Ukraine hopeful for peace, says first lady Zelenska


Ukraine’s first lady Olena Zelenska said she is distressed by Russia’s ongoing war in the country “like any normal person” would be under the circumstances.

“Everyone is doing their best to relieve their own pain and reduce the pain of others. If that can be called ‘enduring’, then I’m enduring,” Zelenska told Anadolu Agency in an exclusive interview.

“Perhaps I should say something very bold and epic, but I am human after all, and as any normal person, I am hurt,” she said responding to a question on how she is holding up as a mother, wife and individual.

“The first thought that crosses my mind as soon as I turn on the news is: ‘I hope there’s no new shelling.’ When I see Russia has (opened) fire again, I hope: ‘There are no victims.’ But there are because Russia is targeting civilians,” she said.

Zelenska said she shares the pain of all the Ukrainians who have pinned their hopes on securing victory for their nation.

“Some are fighting, while some are providing medical treatment, and we are evacuating sick children in Ukraine …,” she added.

“Medical equipment and incubators for newborns … are brought to Ukraine. After Kyiv and our northern regions were liberated, we started to provide for the needs of households there. And of course, I’m working constantly on the information front to tell what the Russian army is doing in Ukraine, where it supposedly came to save us.”

Turkiye’s support

Recalling a visit by Turkiye’s President Recep Tayyip Erdogan and first lady Emine Erdogan to Kyiv only three weeks before the war erupted, she said: “It feels like another life.”

Ukrainian first lady hailed the relationship with her Turkish counterpart, saying “the friendship that began in life before war is continuing and is in fact getting stronger.”

“When we began to search for a safe place for our (orphan) children, Turkiye was among the places we preferred the most,” Zelenska said, adding that she contacted Emine Erdogan for support on the matter.

At least 973 Ukrainian children were evacuated to Turkiye, she said.

“In short, we felt Turkiye’s support not with its words but with its actions.”

Rape incidents

Zelenska, who has been in a secret location due to security concerns, stated that “it is a shame to be hidden.”

On reports of Ukrainian women being raped by Russian troops, she said “talking about these events is more horrifying than talking about murders.”

Stating that the memories of atrocities like rape haunt victims forever, she said: “Their lives are broken after rape, but they have to live somehow by picking up their pieces one-by-one.”

She stressed the “the horrifying extent” of such incidents must be told but with great caution to prevent additional trauma to the victims.

Recalling the massacre in Bucha, she said nine Ukrainian women became pregnant.

“We say ‘women’, but there are actually minor girls among them!”

She urged the Ukrainian rape victims to come out and share their stories. “You are valuable.
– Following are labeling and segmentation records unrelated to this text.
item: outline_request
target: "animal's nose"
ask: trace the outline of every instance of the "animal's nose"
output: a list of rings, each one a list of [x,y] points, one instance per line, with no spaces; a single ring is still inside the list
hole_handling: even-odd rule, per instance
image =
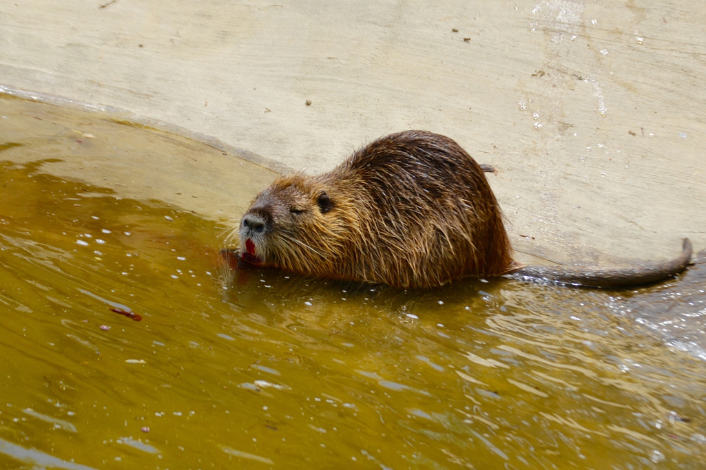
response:
[[[246,214],[243,216],[243,227],[261,234],[265,230],[265,221],[254,214]]]

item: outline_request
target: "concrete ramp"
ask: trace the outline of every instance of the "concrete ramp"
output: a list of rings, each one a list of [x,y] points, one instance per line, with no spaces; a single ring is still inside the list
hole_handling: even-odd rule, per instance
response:
[[[3,2],[0,91],[278,171],[429,130],[496,168],[521,252],[606,264],[706,246],[699,2],[427,3]]]

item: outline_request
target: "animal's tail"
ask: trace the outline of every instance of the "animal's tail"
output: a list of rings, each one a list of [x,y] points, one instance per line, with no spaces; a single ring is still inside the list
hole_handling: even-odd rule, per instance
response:
[[[664,263],[636,264],[626,267],[575,269],[552,266],[525,266],[511,271],[510,277],[539,279],[586,287],[623,288],[664,281],[683,271],[691,260],[691,242],[684,239],[681,255]]]

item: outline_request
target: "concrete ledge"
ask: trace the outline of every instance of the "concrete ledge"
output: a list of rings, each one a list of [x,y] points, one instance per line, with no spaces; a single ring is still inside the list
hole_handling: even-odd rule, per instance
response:
[[[0,4],[0,83],[169,123],[278,170],[438,132],[499,170],[522,252],[606,263],[706,245],[698,3],[108,1]]]

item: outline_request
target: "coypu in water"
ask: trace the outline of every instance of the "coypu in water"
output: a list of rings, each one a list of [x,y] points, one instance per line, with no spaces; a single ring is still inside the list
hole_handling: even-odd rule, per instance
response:
[[[428,288],[503,275],[597,287],[656,282],[681,272],[662,263],[574,270],[513,261],[503,216],[481,167],[452,139],[392,134],[328,173],[282,176],[239,227],[241,259],[304,275]]]

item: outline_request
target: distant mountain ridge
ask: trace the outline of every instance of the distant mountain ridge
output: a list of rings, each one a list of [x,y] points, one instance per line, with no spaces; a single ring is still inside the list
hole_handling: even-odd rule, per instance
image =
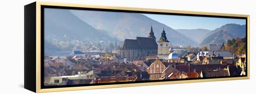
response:
[[[200,45],[220,44],[232,38],[244,37],[246,35],[246,28],[245,25],[226,24],[209,33],[207,34],[209,35],[202,41]]]
[[[65,37],[111,39],[108,33],[97,30],[81,20],[67,9],[49,9],[45,10],[45,35],[57,39]]]
[[[207,34],[211,32],[211,30],[205,29],[176,29],[179,33],[184,34],[188,38],[192,39],[195,41],[200,44],[203,40],[203,37]]]
[[[152,23],[157,40],[161,37],[164,27],[167,38],[173,45],[199,45],[172,28],[142,14],[73,10],[71,11],[94,27],[105,30],[110,36],[122,40],[135,39],[136,36],[148,37]]]

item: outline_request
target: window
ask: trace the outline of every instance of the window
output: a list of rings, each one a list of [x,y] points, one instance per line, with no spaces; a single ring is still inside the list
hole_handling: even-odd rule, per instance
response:
[[[54,83],[59,83],[59,82],[60,82],[60,80],[54,80]]]

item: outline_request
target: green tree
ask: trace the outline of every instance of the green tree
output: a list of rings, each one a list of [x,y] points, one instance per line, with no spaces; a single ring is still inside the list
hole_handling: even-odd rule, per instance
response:
[[[201,49],[202,49],[202,51],[208,51],[208,49],[207,48],[207,47],[206,47],[206,46],[202,46],[202,47],[201,47]]]

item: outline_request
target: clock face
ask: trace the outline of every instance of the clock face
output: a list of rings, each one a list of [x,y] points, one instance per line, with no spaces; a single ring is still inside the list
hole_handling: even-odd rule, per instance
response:
[[[156,68],[158,68],[159,67],[159,65],[156,64]]]

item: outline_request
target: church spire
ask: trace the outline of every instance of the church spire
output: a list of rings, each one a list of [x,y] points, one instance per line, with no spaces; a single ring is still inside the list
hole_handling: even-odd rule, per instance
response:
[[[155,34],[154,34],[154,32],[153,32],[153,28],[152,28],[152,24],[151,23],[151,29],[150,30],[150,32],[149,33],[149,35],[148,35],[148,37],[149,38],[153,38],[155,40]]]
[[[164,27],[163,27],[163,30],[161,34],[161,37],[157,42],[170,42],[167,40],[167,38],[166,37],[166,34],[164,31]]]

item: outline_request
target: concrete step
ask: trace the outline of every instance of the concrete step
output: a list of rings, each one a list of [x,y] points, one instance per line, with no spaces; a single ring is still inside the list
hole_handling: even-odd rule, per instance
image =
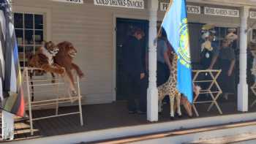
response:
[[[256,133],[247,133],[238,135],[217,137],[208,140],[200,140],[187,144],[225,144],[225,143],[256,143]]]
[[[93,142],[118,143],[256,143],[256,121]]]

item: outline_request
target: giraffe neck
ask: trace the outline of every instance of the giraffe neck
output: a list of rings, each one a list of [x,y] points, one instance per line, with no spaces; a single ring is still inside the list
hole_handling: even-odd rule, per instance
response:
[[[177,60],[178,56],[174,54],[172,59],[171,72],[168,78],[168,81],[172,81],[173,79],[176,80],[177,77]]]

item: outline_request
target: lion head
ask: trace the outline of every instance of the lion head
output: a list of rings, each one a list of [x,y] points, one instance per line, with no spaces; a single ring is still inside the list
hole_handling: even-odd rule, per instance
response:
[[[64,52],[64,55],[66,56],[69,56],[70,58],[74,58],[78,51],[73,46],[73,45],[67,41],[62,42],[59,44],[58,44],[58,48]]]
[[[43,45],[46,50],[53,56],[56,56],[59,52],[59,48],[52,41],[44,42]]]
Your lives are valuable. What happened to you is the fault of armed maniacs. Please don’t be silent, don’t hold this pain inside, talk to us, talk to people you trust.”

About co-operation with the US, she said first lady Jill Biden did not contact her directly, but she hopes to work together with her.

“Since the first day of the war, I have been receiving letters from my counterparts, wives of world leaders. The letters which were of support initially, later turned into letters with a clear offer of help,” she said.

Longing for victory

On the possibility of peace, the first lady repeated a phrase “if you want peace, prepare for war.”

“We believe in our future and moreover in our victory. We are ready for any distance that would lead to victory. If this victory comes sooner than we expect, we would of course be more pleased with it,” she added.

At least 2,345 civilians have been killed and 2,919 injured in Ukraine since the war began Feb. 24, according to UN estimates, with the true figure believed to be much higher.

More than 5 million Ukrainians have fled to other countries, with over 7.7 million more internally displaced, said the UN refugee agency.